Um estudo anterior de 2017 das miçangas de Neve estimou que levavam horas de trabalho para serem feitas. Enterrar os ornamentos não teria sido uma decisão tomada de última hora. Esses materiais podem ter formado uma faixa, ou podem ter sido um cobertor ou roupa de baixo.
Todas as três teorias são legítimas, mas os pesquisadores por trás desta última análise, liderada pela antropóloga Claudine Gravel-Miguel, da Universidade Estadual do Arizona (EUA), suspeitam que a opção do porta-bebês seja mais provável por alguns motivos.
Como as pernas da criança estão dobradas sobre o abdômen, disfarçando muitas das conchas, Gravel-Miguel e colegas suspeitam que esses adornos não foram feitos para serem ornamentos funerários, espalhados no topo de uma sepultura.
Em vez disso, eles provavelmente eram “parte de uma roupa decorada ou faixa de bebê que provavelmente foi usada durante a vida do bebê”.
Algumas das miçangas de conchas são até curvadas ao redor do osso do braço da criança, possivelmente traçando o contorno do envoltório perdido há muito tempo.

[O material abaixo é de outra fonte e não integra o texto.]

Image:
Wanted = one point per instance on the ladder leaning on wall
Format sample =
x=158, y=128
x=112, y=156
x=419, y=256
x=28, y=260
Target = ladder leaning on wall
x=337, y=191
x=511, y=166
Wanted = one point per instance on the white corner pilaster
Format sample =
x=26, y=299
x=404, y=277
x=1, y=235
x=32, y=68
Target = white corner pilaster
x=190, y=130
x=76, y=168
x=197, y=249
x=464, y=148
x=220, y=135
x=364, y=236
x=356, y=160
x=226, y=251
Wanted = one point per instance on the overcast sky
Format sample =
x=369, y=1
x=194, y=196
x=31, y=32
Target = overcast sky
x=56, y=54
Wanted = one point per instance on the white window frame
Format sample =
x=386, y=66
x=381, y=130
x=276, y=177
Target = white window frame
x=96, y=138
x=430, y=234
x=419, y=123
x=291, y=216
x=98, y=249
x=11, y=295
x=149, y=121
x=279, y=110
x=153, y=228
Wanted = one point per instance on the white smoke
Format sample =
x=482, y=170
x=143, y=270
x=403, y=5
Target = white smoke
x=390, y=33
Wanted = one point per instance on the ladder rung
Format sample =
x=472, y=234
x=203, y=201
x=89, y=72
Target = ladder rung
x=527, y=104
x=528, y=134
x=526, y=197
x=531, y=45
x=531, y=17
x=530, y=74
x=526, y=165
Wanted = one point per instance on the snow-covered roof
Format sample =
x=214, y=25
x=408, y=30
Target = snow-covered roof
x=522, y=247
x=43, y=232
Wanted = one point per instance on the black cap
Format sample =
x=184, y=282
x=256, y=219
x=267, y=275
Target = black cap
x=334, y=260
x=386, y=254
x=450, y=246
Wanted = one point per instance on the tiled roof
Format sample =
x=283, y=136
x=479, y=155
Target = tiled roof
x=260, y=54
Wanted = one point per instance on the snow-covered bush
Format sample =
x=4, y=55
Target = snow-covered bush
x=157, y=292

A varredura cuidadosa das próprias conchas mostra que elas estão bem gastas e sugere que elas foram usadas por muito mais tempo do que a curta vida de 40 a 50 dias dessa criança.
“Os resultados do estudo sugerem que as miçangas foram usadas por membros da comunidade do bebê por um período considerável antes de serem costuradas em uma faixa, possivelmente usado para manter o bebê perto dos pais enquanto permitia sua mobilidade, como visto em alguns grupos modernos de nômades”, supõem os autores.
Outros locais de sepultamento na península italiana raramente abrangem mais de 40 conchas perfuradas por peça e, no entanto, Neve está enterrada com mais de 70, juntamente com quatro pingentes de conchas bivalves perfuradas, aparentemente exclusivos deste local.
A abundância de conchas marinhas enterradas com Neve permitiu aos pesquisadores identificar potenciais padrões de uso de ornamentos, em relação à postura da criança.
Outros estudos recentes sobre cemitérios de bebês pré-históricos também encontraram ornamentos em potencial que parecem estar presos a objetos fixos, como cobertores ou carregadores de bebês. Eles geralmente são grandes demais para serem usados pelas próprias crianças, suspeitam os pesquisadores.
Costuma-se pensar que ornamentos humanos antigos em roupas comunicam identidade, gênero e status, mas também podem ser uma forma de proteção espiritual.
Uma comunidade indígena moderna na Amazônia, por exemplo, usa enfeites e miçangas como representações do cuidado dos pais com seus filhos.
“O bebê provavelmente foi enterrado nesta faixa para evitar a reutilização das miçangas que não conseguiram protegê-la ou simplesmente para criar uma conexão duradoura entre o bebê falecido e sua comunidade”, escreveram os autores.
Em outras populações modernas de nômades, decorações semelhantes ainda são costuradas em carregadores de bebês e faixas até hoje.
“Não é de surpreender que nessas sociedades, bebês e crianças estejam sempre bem adornados. Entre as miçangas usadas para enfeitar e proteger o corpo, a maioria são de ‘segunda mão’, ou seja, miçangas que foram doadas pelos pais, avós e parentes como um ato de cuidado com a criança”, escreveram os autores do novo estudo.
“Este paper contribui com informações verdadeiramente originais sobre a arqueologia do cuidado infantil”, disse o antropólogo Julien Riel-Salvatore, da Universidade de Montreal.
“Ele une a ciência e a arte da arqueologia para chegar ao elemento ‘humano’ que impulsiona o tipo de pesquisa que fazemos.”
O estudo foi publicado no Journal of Archaeological Method and Theory.